There are a dozen reasons I immediately regret raising a Portal comparison, but I do so because I think it’s a high watermark of how to bring about a complex, character-rich game narrative without interfering with play. Thomas goes one further still – while GlaDOS did enact the science, madness, jealousy and vengeance she invisibly spoke of, these rectangles never outwardly demonstrate their Wallace-spoken third-person monologues of delight, envy, mistrust, arrogance and affection, and for all their strong feelings about their similarly right-angled companions they do not and cannot share them.
The story is a collection of secrets only the player knows, a stash of diaries accidentally stumbled across, and from this spawns projections of emotion and reaction onto the faceless, bounding shapes. This is the game for the sort of person who says “I know cats technically don’t have the right muscles to smile, but I’m sure my cat smiles.” In today’s age of death-by-cutscene, such playful abstraction is precious indeed.
But please, get one-time guest star Log to narrate the next one, not that smug chap with the hair.
Thomas Was Alone is sweet, melancholy, witty and thoughtful.
It’s a puzzle game that uses a few shapes and basic movements to present new ideas without confusing or frustrating the player.
It’s a story that uses a few shapes and a narrative voice to create characters who are quite capable of changing the world, but are much more concerned with their own inner conflicts.
It’s a game with a character called Chris who has a proper arc and everything, even though he’s a little brown square. I enjoyed his company more than plenty of actual people I’ve met. I’d like to go for a drink with Chris, to cheer him up while laughing at his grumpiness the whole time.

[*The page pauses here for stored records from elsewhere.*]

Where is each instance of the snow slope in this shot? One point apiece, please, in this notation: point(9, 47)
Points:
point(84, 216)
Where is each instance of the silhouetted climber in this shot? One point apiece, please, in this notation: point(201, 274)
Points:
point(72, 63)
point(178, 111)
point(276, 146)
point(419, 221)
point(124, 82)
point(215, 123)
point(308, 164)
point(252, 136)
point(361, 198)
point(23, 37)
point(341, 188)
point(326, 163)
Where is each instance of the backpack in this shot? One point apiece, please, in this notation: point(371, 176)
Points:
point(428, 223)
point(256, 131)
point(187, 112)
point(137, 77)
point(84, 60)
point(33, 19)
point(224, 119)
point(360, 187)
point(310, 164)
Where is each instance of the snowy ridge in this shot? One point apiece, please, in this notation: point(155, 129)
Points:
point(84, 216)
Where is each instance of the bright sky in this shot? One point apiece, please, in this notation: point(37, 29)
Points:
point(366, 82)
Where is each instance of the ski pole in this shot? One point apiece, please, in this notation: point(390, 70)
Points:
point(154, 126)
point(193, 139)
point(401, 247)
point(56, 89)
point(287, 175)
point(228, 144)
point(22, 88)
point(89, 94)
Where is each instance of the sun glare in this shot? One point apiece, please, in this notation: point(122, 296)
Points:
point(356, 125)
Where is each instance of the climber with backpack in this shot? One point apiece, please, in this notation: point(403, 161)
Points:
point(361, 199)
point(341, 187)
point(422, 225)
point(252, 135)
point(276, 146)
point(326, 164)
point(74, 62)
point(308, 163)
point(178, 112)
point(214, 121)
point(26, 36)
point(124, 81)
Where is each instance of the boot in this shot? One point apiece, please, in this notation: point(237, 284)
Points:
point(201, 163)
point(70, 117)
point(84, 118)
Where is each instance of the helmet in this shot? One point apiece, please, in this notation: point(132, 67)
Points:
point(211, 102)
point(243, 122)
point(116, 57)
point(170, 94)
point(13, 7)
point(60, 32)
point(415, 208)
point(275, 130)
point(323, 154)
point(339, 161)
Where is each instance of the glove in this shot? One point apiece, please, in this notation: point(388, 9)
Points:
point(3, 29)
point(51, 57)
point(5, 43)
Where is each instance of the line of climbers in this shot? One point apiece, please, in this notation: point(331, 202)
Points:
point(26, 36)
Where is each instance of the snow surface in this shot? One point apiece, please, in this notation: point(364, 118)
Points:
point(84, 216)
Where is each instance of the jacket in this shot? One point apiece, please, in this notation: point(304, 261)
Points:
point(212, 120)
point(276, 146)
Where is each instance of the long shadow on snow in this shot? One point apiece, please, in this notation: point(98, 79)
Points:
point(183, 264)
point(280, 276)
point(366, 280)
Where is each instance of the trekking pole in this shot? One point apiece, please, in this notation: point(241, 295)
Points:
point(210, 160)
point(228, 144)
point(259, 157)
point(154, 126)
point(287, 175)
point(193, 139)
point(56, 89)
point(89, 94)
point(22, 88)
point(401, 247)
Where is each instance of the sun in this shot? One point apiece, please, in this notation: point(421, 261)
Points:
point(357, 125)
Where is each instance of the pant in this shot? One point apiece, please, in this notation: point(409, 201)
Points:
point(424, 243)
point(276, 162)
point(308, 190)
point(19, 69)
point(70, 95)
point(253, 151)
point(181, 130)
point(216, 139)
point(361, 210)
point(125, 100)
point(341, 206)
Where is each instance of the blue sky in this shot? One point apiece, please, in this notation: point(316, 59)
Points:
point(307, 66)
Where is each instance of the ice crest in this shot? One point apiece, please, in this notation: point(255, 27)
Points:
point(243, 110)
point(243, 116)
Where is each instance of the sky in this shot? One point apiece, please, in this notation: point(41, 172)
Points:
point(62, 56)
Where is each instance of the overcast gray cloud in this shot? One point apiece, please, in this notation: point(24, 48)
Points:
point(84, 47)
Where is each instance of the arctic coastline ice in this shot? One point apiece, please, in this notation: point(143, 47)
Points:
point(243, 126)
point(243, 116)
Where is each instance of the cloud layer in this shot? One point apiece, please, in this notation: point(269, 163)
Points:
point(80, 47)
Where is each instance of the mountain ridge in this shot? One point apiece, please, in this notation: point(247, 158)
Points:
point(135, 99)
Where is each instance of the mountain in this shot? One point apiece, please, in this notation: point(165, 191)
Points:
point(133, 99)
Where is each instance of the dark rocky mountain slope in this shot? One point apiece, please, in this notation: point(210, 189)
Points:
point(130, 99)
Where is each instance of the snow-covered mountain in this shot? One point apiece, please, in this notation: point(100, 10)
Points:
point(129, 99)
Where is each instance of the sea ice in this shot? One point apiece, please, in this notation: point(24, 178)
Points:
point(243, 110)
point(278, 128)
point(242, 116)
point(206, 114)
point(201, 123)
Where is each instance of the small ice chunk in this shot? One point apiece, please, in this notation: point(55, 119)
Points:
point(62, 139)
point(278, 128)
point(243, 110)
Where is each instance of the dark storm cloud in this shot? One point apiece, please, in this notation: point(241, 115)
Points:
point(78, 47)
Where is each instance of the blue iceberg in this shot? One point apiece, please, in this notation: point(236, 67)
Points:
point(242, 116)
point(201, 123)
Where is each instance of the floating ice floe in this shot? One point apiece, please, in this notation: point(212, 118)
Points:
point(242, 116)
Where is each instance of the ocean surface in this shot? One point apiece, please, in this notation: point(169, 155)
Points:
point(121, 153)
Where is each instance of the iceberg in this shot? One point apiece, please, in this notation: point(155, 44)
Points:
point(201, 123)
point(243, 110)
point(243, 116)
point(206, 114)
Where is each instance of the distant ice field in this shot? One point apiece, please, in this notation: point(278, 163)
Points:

Abstraction and minimalism can be shortcuts but Thomas Was Alone wouldn’t work any other way. I played the majority of it in the wee small hours of the morning and when I was done, it practically plumped up the pillows and tucked me into bed. Even though the audio is so important, both in the voiceover and the splendid music, Mike Bithell has crafted one of year’s quietest and most soothing games. And that’s coming from someone who normally punches through at least fifteen walls every time he hears the word ‘puzzle’.